True to David Cameron’s word, the government did not cross the Rubicon. But they paddled and piddled in it and left our precious Freedom of the Press distinctly bruised and weakened.

Today an inch. Tomorrow a yard? Down the road, a mile. All those encouraging restrictions should be careful what they wish for.

All the regulation in the world would not have saved Oliver Kay from his embarrassment. Most of us know of the hoaxer who was apparently involved in the scam, and I am not going to give him the oxygen of publicity by naming him.

Once you are hooked, it is virtually impossible to escape the fraud. I am sure The Times will be introducing a safety net to prevent a similar thing happening. In my early days at the Daily Express the huge reminder boards hung over the editorial department by legendary editor Arthur Christiansen were still on show: “Check and double check your facts and then check again.”

It did not help the Express foreign editor Stewart Steven, who sat beneath the noticeboards. He fell for one of the greatest of all hoaxes when in 1972 he allowed himself to be conned into believing that Hitler’s deputy Martin Boormann was alive and living in South America.

I sat 20 feet from Stewart and watched this brilliant journalist in his moment of euphoria and then the humiliation when the story was proved to be the invented nonsense of a con-man.
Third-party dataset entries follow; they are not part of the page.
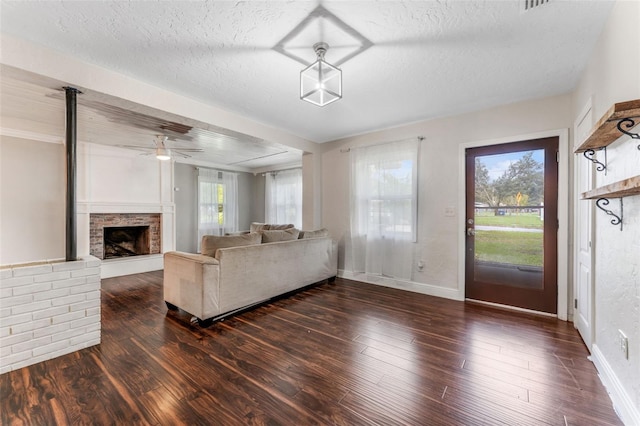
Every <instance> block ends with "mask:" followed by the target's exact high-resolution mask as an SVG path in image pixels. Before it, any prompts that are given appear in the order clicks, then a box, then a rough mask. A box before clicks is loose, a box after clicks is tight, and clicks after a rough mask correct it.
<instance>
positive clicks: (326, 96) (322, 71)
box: [300, 43, 342, 107]
mask: <svg viewBox="0 0 640 426" xmlns="http://www.w3.org/2000/svg"><path fill="white" fill-rule="evenodd" d="M328 48H329V45H328V44H326V43H316V44H314V45H313V49H314V50H315V52H316V55H317V56H318V60H317V61H316V62H314V63H313V64H311V65H309V66H308V67H307V68H305V69H303V70H302V71H300V99H302V100H303V101H307V102H310V103H312V104H314V105H317V106H321V107H322V106H325V105H329V104H330V103H332V102H335V101H337V100H339V99H342V70H340V68H338V67H334V66H333V65H331V64H329V63H328V62H326V61H325V60H324V54H325V53H326V51H327V49H328Z"/></svg>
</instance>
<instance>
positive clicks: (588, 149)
mask: <svg viewBox="0 0 640 426" xmlns="http://www.w3.org/2000/svg"><path fill="white" fill-rule="evenodd" d="M600 151H604V163H602V162H600V161H598V159H597V158H595V155H596V151H595V150H593V149H587V150H586V151H585V152H583V153H582V155H584V158H586V159H587V160H589V161H591V162H592V163H593V164H595V165H596V170H597V171H599V172H601V171H603V170H604V174H605V176H606V174H607V147H606V146H603V147H602V148H600Z"/></svg>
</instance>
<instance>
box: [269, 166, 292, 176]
mask: <svg viewBox="0 0 640 426" xmlns="http://www.w3.org/2000/svg"><path fill="white" fill-rule="evenodd" d="M289 170H302V167H300V166H296V167H289V168H288V169H278V170H269V171H266V172H262V173H260V174H261V175H262V176H266V175H268V174H278V172H288V171H289Z"/></svg>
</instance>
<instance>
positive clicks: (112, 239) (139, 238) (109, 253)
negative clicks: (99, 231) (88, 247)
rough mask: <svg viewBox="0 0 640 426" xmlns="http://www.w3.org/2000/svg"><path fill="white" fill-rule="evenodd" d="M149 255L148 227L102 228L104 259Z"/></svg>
mask: <svg viewBox="0 0 640 426" xmlns="http://www.w3.org/2000/svg"><path fill="white" fill-rule="evenodd" d="M149 253H151V242H150V238H149V226H110V227H105V228H104V258H105V259H113V258H117V257H129V256H139V255H144V254H149Z"/></svg>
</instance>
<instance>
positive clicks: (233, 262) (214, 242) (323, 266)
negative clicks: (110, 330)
mask: <svg viewBox="0 0 640 426" xmlns="http://www.w3.org/2000/svg"><path fill="white" fill-rule="evenodd" d="M300 237H302V238H300ZM337 259H338V249H337V243H336V242H335V241H333V240H332V239H331V238H330V237H329V236H328V233H327V232H326V230H320V231H306V232H302V231H298V230H297V229H295V228H289V229H277V230H269V229H261V230H259V231H257V232H249V233H244V234H236V235H228V236H220V237H218V236H211V235H205V236H204V237H203V238H202V244H201V253H200V254H193V253H185V252H177V251H173V252H167V253H165V254H164V300H165V302H166V304H167V307H168V308H169V309H176V308H180V309H182V310H184V311H186V312H188V313H189V314H191V315H193V316H194V317H196V319H197V320H198V322H199V323H200V324H201V325H206V324H209V323H210V322H211V321H212V320H216V319H220V318H223V317H226V316H228V315H230V314H232V313H235V312H237V311H241V310H245V309H247V308H249V307H251V306H253V305H257V304H260V303H263V302H266V301H268V300H270V299H273V298H275V297H278V296H281V295H283V294H286V293H289V292H292V291H294V290H298V289H300V288H302V287H305V286H308V285H311V284H315V283H318V282H321V281H323V280H327V279H328V280H332V279H334V278H335V276H336V274H337V267H338V266H337V265H338V260H337Z"/></svg>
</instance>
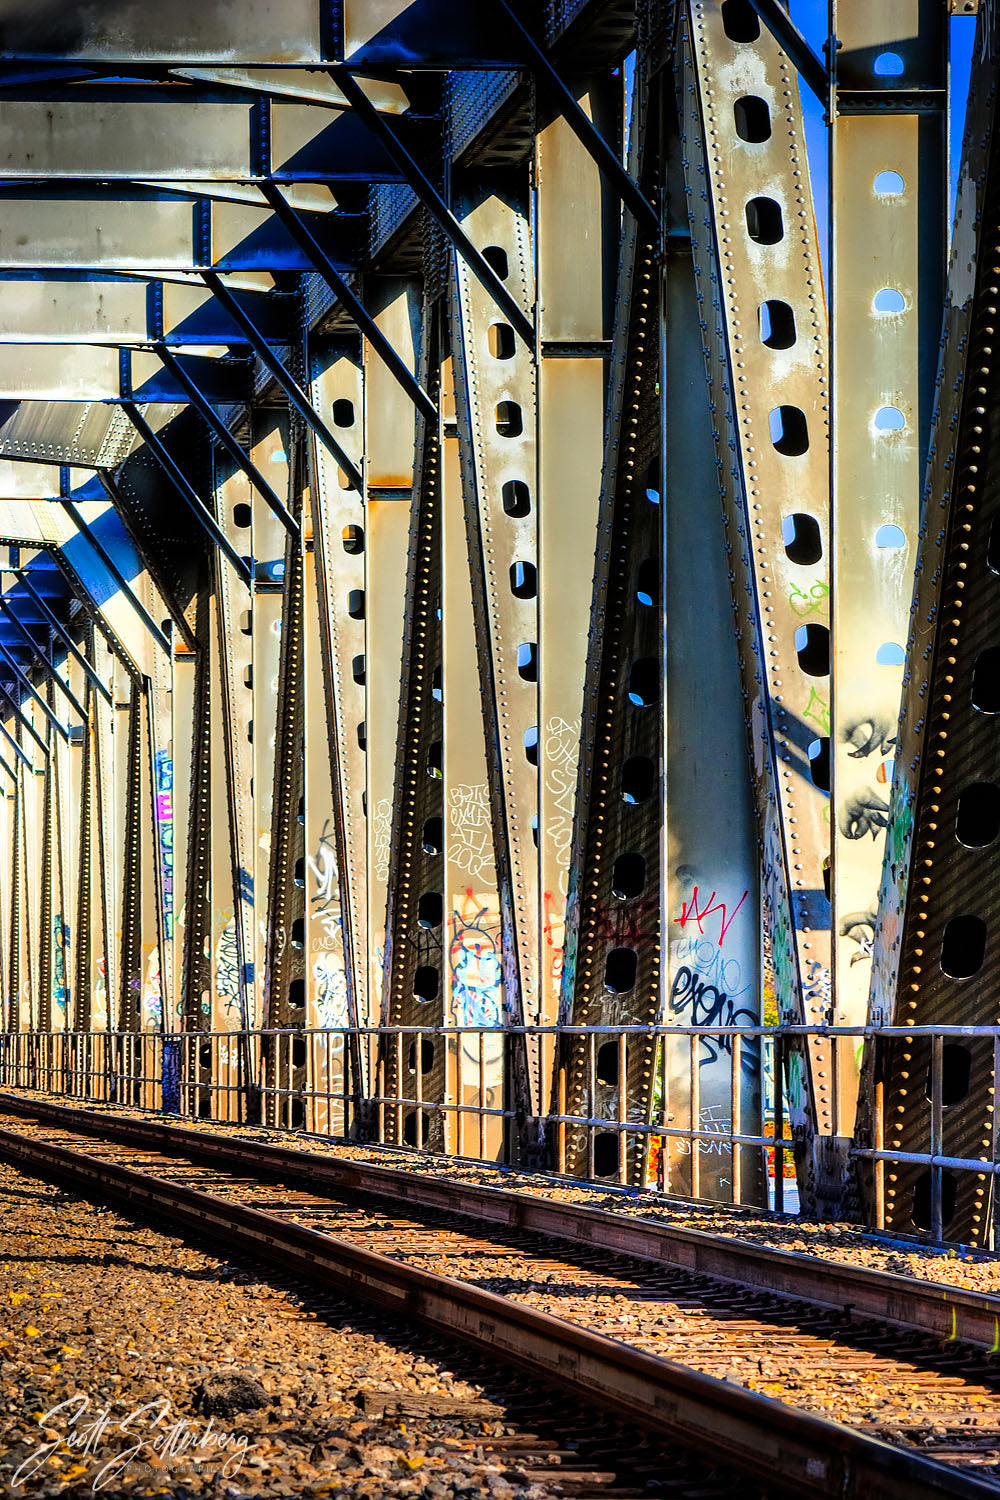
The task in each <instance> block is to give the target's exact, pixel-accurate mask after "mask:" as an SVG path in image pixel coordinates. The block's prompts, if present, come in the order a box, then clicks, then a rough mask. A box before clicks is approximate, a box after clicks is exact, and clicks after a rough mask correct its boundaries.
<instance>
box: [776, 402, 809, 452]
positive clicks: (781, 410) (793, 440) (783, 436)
mask: <svg viewBox="0 0 1000 1500" xmlns="http://www.w3.org/2000/svg"><path fill="white" fill-rule="evenodd" d="M768 426H769V428H771V441H772V444H774V447H775V452H777V453H784V456H786V458H789V459H798V458H801V455H802V453H807V452H808V447H810V429H808V425H807V420H805V413H804V411H802V408H801V407H775V408H774V411H772V413H771V414H769V417H768Z"/></svg>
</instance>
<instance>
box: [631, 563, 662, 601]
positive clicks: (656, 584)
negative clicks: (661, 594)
mask: <svg viewBox="0 0 1000 1500" xmlns="http://www.w3.org/2000/svg"><path fill="white" fill-rule="evenodd" d="M636 598H637V600H639V603H640V604H643V606H645V607H646V609H652V606H654V604H655V603H657V600H658V598H660V567H658V565H657V559H655V558H643V559H642V562H640V564H639V571H637V573H636Z"/></svg>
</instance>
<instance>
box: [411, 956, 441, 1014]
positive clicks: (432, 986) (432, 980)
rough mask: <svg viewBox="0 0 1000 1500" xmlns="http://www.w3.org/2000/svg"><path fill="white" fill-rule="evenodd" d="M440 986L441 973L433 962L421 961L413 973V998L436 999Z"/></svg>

The Sunday Times was taken in by the forged Hitler Diaries … Clifford Irving was sent to prison for faking the autobiography of Howard Hughes … and more recently Piers Morgan, when editor of the Mirror, got duped by the fake photographs of British soldiers allegedly torturing an Iraqi prisoner.

A word of warning to those journalists who trawl the internet for their stories: be very careful before being tempted to lift and print. Many spout rumour, gossip and opinion as fact, and there are those who just make things up for the hell of it.
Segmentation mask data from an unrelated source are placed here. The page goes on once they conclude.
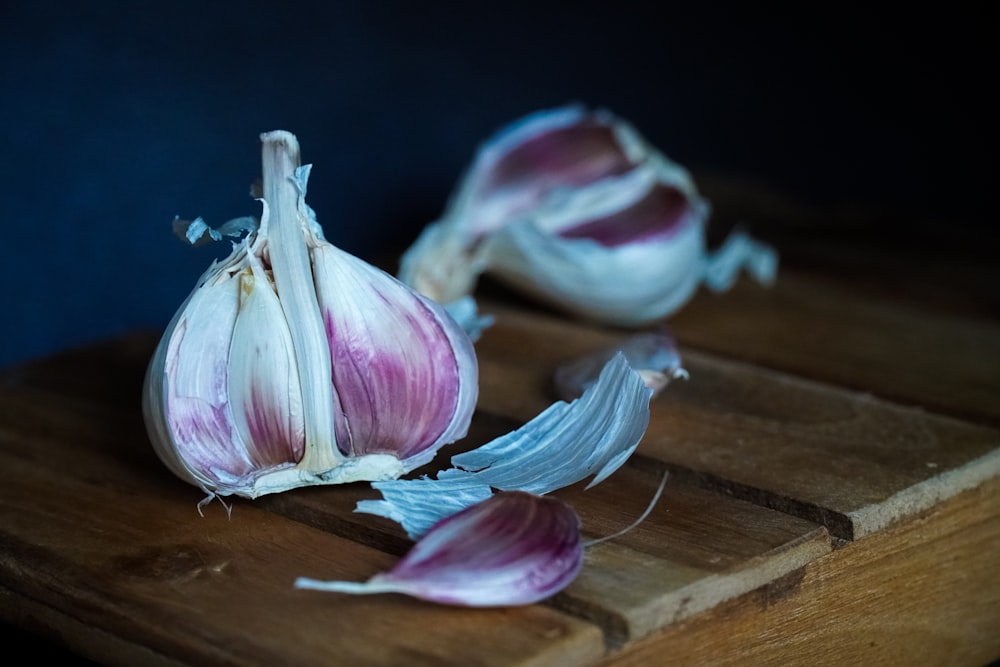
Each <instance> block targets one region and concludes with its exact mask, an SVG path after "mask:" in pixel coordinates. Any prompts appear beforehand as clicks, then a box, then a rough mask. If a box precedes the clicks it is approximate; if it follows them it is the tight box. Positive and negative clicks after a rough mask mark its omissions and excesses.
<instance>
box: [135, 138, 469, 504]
mask: <svg viewBox="0 0 1000 667" xmlns="http://www.w3.org/2000/svg"><path fill="white" fill-rule="evenodd" d="M261 141H262V143H263V168H264V169H263V172H264V173H263V199H262V203H263V212H262V215H261V220H260V224H259V227H258V228H257V229H256V230H255V231H253V232H251V233H250V234H249V235H247V236H246V237H245V238H244V239H243V240H242V241H240V242H239V243H237V244H236V245H235V246H234V249H233V251H232V253H231V254H230V255H229V256H228V257H227V258H226V259H224V260H223V261H221V262H216V263H213V265H212V266H211V267H209V269H208V270H207V271H206V272H205V273H204V274H203V275H202V276H201V278H200V279H199V280H198V283H197V285H196V287H195V289H194V291H193V292H192V293H191V294H190V296H189V297H188V298H187V300H186V301H185V302H184V303H183V305H182V306H181V307H180V309H179V310H178V311H177V314H176V315H175V316H174V318H173V320H172V321H171V322H170V324H169V325H168V327H167V330H166V332H165V333H164V335H163V338H162V339H161V341H160V344H159V346H158V347H157V349H156V352H155V354H154V356H153V358H152V360H151V362H150V365H149V369H148V371H147V375H146V379H145V385H144V389H143V412H144V417H145V420H146V424H147V428H148V431H149V435H150V438H151V440H152V443H153V446H154V448H155V450H156V452H157V454H158V455H159V457H160V458H161V459H162V460H163V462H164V463H165V464H166V465H167V466H168V467H169V468H170V470H172V471H173V472H174V473H175V474H177V475H178V476H179V477H181V478H182V479H184V480H186V481H188V482H190V483H192V484H194V485H196V486H198V487H200V488H201V489H203V490H204V491H205V492H206V493H208V494H209V495H208V498H207V499H206V500H210V499H211V498H213V497H215V496H225V495H231V494H235V495H238V496H243V497H247V498H254V497H257V496H260V495H263V494H267V493H275V492H280V491H285V490H287V489H291V488H295V487H300V486H307V485H314V484H336V483H342V482H350V481H356V480H386V479H394V478H397V477H399V476H400V475H402V474H403V473H405V472H407V471H409V470H412V469H413V468H416V467H417V466H420V465H422V464H424V463H426V462H427V461H429V460H430V459H431V458H432V457H433V456H434V454H435V453H436V452H437V450H438V449H439V448H440V447H442V446H444V445H445V444H448V443H450V442H453V441H455V440H457V439H459V438H461V437H463V436H464V435H465V434H466V432H467V429H468V425H469V422H470V420H471V417H472V412H473V409H474V407H475V403H476V398H477V391H478V389H477V383H478V375H477V373H478V371H477V364H476V359H475V353H474V350H473V348H472V342H471V341H470V340H469V338H468V337H467V336H466V334H465V333H464V332H463V331H462V329H461V327H459V326H458V325H457V324H456V323H455V322H454V320H453V319H452V318H451V317H450V316H449V315H448V314H447V313H446V312H445V311H444V310H443V308H442V307H440V306H439V305H437V304H435V303H433V302H432V301H430V300H429V299H427V298H425V297H423V296H421V295H419V294H417V293H416V292H414V291H413V290H412V289H410V288H409V287H407V286H405V285H403V284H402V283H401V282H399V281H398V280H396V279H395V278H393V277H392V276H389V275H388V274H386V273H384V272H382V271H380V270H378V269H376V268H375V267H373V266H371V265H369V264H367V263H365V262H363V261H362V260H360V259H358V258H356V257H353V256H351V255H350V254H348V253H346V252H344V251H342V250H340V249H339V248H337V247H335V246H333V245H331V244H330V243H328V242H327V241H326V240H325V239H324V237H323V232H322V229H321V228H320V226H319V224H318V223H317V221H316V219H315V217H314V214H313V212H312V210H311V209H310V208H309V207H308V206H307V205H306V203H305V192H306V182H307V179H308V175H309V168H308V167H300V165H299V149H298V142H297V140H296V138H295V137H294V136H293V135H291V134H289V133H288V132H284V131H275V132H269V133H266V134H263V135H261ZM196 222H197V221H196ZM244 226H245V225H243V224H238V225H236V227H237V228H242V227H244ZM187 231H188V232H189V233H190V235H191V237H192V240H195V238H194V237H198V236H201V235H202V231H203V230H201V229H200V227H198V226H197V225H195V226H194V228H189V229H188V230H187Z"/></svg>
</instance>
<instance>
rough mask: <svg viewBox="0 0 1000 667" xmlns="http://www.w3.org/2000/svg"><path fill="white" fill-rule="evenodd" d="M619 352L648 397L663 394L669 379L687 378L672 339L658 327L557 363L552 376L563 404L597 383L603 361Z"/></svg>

Then there are satirical websites like Les Cahiers du Football, where the fake sheik story about the make-believe Qatar tournament first appeared. If the facts seem to be too incredible, then they probably are.

In this new era of transparency, I recommend the Tony Evans confession as a mantra for all journalists: “When we are wrong, we will hold our hands up. It’s the right thing to do.”
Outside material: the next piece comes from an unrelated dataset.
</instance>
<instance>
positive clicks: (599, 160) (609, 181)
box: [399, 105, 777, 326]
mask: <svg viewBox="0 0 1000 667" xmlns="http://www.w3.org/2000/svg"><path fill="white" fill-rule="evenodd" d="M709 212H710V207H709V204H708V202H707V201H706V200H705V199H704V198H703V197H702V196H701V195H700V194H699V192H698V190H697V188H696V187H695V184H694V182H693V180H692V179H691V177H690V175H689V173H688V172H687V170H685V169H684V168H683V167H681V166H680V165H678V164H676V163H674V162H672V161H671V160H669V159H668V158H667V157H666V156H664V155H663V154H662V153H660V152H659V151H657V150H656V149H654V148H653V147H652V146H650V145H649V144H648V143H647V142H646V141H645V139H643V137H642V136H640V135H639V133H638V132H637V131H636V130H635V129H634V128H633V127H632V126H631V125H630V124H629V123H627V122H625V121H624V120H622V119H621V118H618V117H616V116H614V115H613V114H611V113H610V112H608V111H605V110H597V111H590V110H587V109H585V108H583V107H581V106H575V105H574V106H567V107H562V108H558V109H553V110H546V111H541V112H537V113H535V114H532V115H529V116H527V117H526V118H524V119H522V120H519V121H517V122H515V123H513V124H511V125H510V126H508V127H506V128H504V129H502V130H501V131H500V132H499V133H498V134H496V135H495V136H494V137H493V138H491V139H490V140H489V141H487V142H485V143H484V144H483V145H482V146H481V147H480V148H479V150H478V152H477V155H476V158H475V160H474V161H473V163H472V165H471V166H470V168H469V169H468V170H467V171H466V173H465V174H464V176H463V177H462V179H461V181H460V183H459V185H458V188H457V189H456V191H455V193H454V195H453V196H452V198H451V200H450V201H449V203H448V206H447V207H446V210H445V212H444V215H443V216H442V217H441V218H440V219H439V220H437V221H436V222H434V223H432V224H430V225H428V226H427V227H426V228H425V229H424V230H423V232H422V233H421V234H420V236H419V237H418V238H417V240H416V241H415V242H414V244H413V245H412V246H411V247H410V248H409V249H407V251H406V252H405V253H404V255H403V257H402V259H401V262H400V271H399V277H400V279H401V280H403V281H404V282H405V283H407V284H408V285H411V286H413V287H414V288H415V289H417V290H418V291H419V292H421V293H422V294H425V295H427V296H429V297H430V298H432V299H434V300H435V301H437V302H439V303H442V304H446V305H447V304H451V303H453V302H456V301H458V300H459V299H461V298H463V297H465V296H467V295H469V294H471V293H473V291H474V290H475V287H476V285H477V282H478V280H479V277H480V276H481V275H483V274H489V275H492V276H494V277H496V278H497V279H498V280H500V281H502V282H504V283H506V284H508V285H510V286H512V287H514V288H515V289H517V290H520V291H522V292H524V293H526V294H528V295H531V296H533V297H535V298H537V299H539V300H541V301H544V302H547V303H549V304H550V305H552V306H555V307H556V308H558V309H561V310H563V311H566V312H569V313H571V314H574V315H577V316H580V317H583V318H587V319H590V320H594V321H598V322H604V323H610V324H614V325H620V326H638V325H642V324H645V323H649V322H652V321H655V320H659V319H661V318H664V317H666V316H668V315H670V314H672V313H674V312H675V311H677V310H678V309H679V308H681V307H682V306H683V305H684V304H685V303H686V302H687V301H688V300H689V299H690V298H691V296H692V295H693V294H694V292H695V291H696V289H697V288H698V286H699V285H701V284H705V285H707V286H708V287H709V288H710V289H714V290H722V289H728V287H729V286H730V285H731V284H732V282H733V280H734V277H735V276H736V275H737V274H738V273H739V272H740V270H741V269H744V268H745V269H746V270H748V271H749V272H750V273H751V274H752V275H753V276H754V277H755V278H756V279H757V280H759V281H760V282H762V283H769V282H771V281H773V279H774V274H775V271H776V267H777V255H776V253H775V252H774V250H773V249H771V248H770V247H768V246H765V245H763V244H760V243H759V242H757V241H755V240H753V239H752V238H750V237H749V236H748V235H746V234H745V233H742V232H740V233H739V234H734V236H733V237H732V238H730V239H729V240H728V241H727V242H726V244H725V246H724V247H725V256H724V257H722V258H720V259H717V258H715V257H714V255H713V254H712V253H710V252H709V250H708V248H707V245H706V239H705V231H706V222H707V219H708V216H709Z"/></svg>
It’s all that matters: that it’s right.

Note to Oliver Kay: don’t punish yourself too much. There but for the grace ….

I HAVE NO idea of the agenda of Mail on Sunday editor Geordie Greig, but his decision to allow long-serving sports editor Malcolm Vallerius to leave the title makes little sense to me.

Malcolm, who cut his teeth on the Watford Observer, gave more than 20 years sweat and blood to the MoS, the last 12 as a sports editor with safe hands. He was imaginative and industrious, and kept happy a ship in which he quite rightly proudly projected the unparalleled Patrick Collins as his main voice.

You will not find anybody in our often brutal business with a bad word to say about Malcolm, and I wish him luck with whatever the future holds.